– «Безымянные культы». Фридрих Вильгельм фон Юнцт. Интересно?
– Не очень. Никаноровна на лето задала.
– Немчура поганая. – Глеб вернул Мишке книгу. – Зачем читать врагов, колдунов этих идиотских?
– Чтобы мыслить как они. Чтобы победить.
– Чтобы победить, им надо башку раскроить. Ага! – Глеб взял у Мишки газету. «Безбожник у станка», ветхий, девятилетней давности номер. На передней странице – латинская цифра «пять», символизирующая пятилетку, ломала хребет карикатурному существу со щупальцами вместо бороды. «Марксизм, – прочел Глеб в свете луны, – это сокрушительная практическая программа в борьбе с Ктулху».
– С Азатотом не нашел.
– Один черт, – ответил Глеб, – Азатот, Ктулху. – И он спародировал Никаноровну: – То, что нельзя описать! Или опи́сать.
Мишка прыснул.
– Ладно, – сказал Глеб, – давай нацепим – и по домам.
Он смело взошел по лестнице, вынул из кармана винную пробку. В пробку, чтобы не пораниться, была воткнута длинная игла с красной бусиной на конце. Эту шпильку Глеб как-то подобрал на базаре – она служила ему мечом, пронзающим белогвардейцев-кузнечиков, и теперь послужит доброму делу. Что бы там ни пряталось в церкви, оно должно знать: даже дети больше не боятся космических кошмариков.

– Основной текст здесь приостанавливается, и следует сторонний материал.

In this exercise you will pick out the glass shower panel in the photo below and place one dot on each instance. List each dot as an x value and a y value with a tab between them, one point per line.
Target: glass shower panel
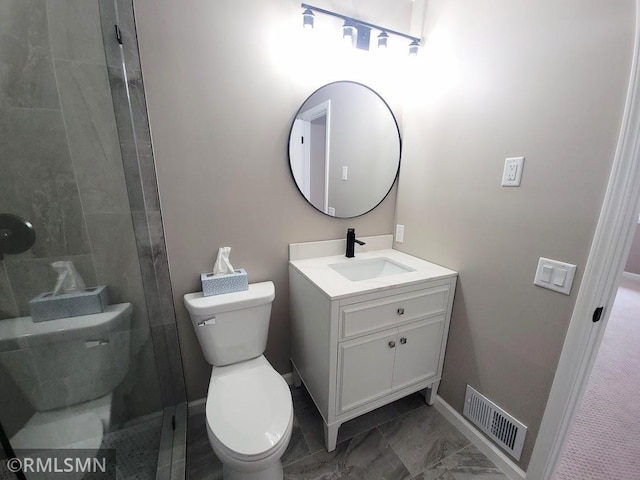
77	365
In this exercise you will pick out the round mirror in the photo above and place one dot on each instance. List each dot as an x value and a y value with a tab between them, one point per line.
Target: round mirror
344	149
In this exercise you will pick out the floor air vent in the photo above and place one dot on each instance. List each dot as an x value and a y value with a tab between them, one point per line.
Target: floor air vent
505	430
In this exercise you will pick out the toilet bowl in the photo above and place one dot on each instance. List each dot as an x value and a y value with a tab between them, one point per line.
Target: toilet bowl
249	412
249	418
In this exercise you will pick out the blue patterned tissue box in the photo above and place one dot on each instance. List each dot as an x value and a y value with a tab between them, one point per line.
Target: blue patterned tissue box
227	283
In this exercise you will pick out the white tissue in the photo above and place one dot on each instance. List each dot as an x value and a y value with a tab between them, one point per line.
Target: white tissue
69	280
223	265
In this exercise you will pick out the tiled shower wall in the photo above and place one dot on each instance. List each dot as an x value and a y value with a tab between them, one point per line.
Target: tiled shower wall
140	174
61	158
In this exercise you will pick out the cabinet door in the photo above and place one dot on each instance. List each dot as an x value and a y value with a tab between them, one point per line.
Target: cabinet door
365	368
417	352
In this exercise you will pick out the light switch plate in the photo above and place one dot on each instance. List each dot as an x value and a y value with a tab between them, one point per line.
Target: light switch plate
555	275
512	173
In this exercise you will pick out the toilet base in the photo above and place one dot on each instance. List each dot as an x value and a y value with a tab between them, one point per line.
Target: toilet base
272	472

– Вот так! – Глеб спустился на ступеньку ниже, любуясь результатом. Иголка вошла в трухлявое дерево, как в картон. Газета трепетала на ветру, пришпиленная к двери.
– Можно возвращаться, – сказал облегченно Мишка.
– Мы теперь знаешь кто? – Глеб встал спиной к церкви. – Мы – богоборцы!
Дверь открылась, протяжно заскрежетав петлями. Бледный свет залил паперть и мальчишек. Длинные тени метнулись к жужжащим зарослям. Мишка взвизгнул.
– Она живая!
Глеб обернулся, лицом к обнажившемуся притвору. Там никого не было, только мошкара клубилась в странном свете, не электрическом, но и не таком, который производят свечи.
Толстый слой пыли покрывал половицы. В десяти метрах от входа стоял стол, драпированный расшитым полотенцем. На нем лежал деревянный крест.
– Спокойно, – пробурчал Глеб.
Любопытство толкало вперед. Он почувствовал себя мотыльком. «Мотыльки, – говорил папа, – живут до двадцати дней».
– Мы не собирались…
– Тише ты! – Глеб переступил порог.
– Вот сойдешь с ума, я тебя ни разу не навещу в больнице.
– Ну и не надо. Пионеры с ума не сходят.
Рассохшиеся доски просели под весом Глеба, а потом и под весом Мишки.
– Не оставляй меня одного, – сказал Мишка жалобно. Он не пытался строить из себя смельчака.
– Я здесь, – отозвался Глеб.
Где это – здесь? Что за место такое?
Свет лился из высоких узких окон. Будто фасадом постройка находилась в ночи, а остальной частью – в светлом времени суток. Ночь для Глеба была предпочтительнее. Мысли о мире, залитом такой мертвенной белизной, вызывали оторопь. За столько лет ни у кого не нашлось камней, чтобы разбить стекла.
Мальчики вертели головами. Узкая лесенка сбоку, распятья на стенах, в простенках меж окнами – иконы и целый иконостас впереди, за алтарем. Все пыльное, поросшее лишайником и паутиной, засиженное мухами, изъеденное древоточцами. Была бы тут полутьма, и она бы тревожила не так сильно, как свет, подчеркивающий каждую деталь.
Кто-то обезобразил лики святых. Ножичком поработал, вырезая на лакированных дощечках клыки, рога и спирали. Под закопченным потолком немо вопили крылатые уродцы. Глеб, доселе и сам гораздый подпортить вредные творения богомазов, испытал жалость к апостолам и мученикам. Лучше западным буржуям отдать, выменять на зерно. Сжечь лучше, чем превратить небожителей-бородачей в братство гулей, внимательно наблюдающих за незваными гостями.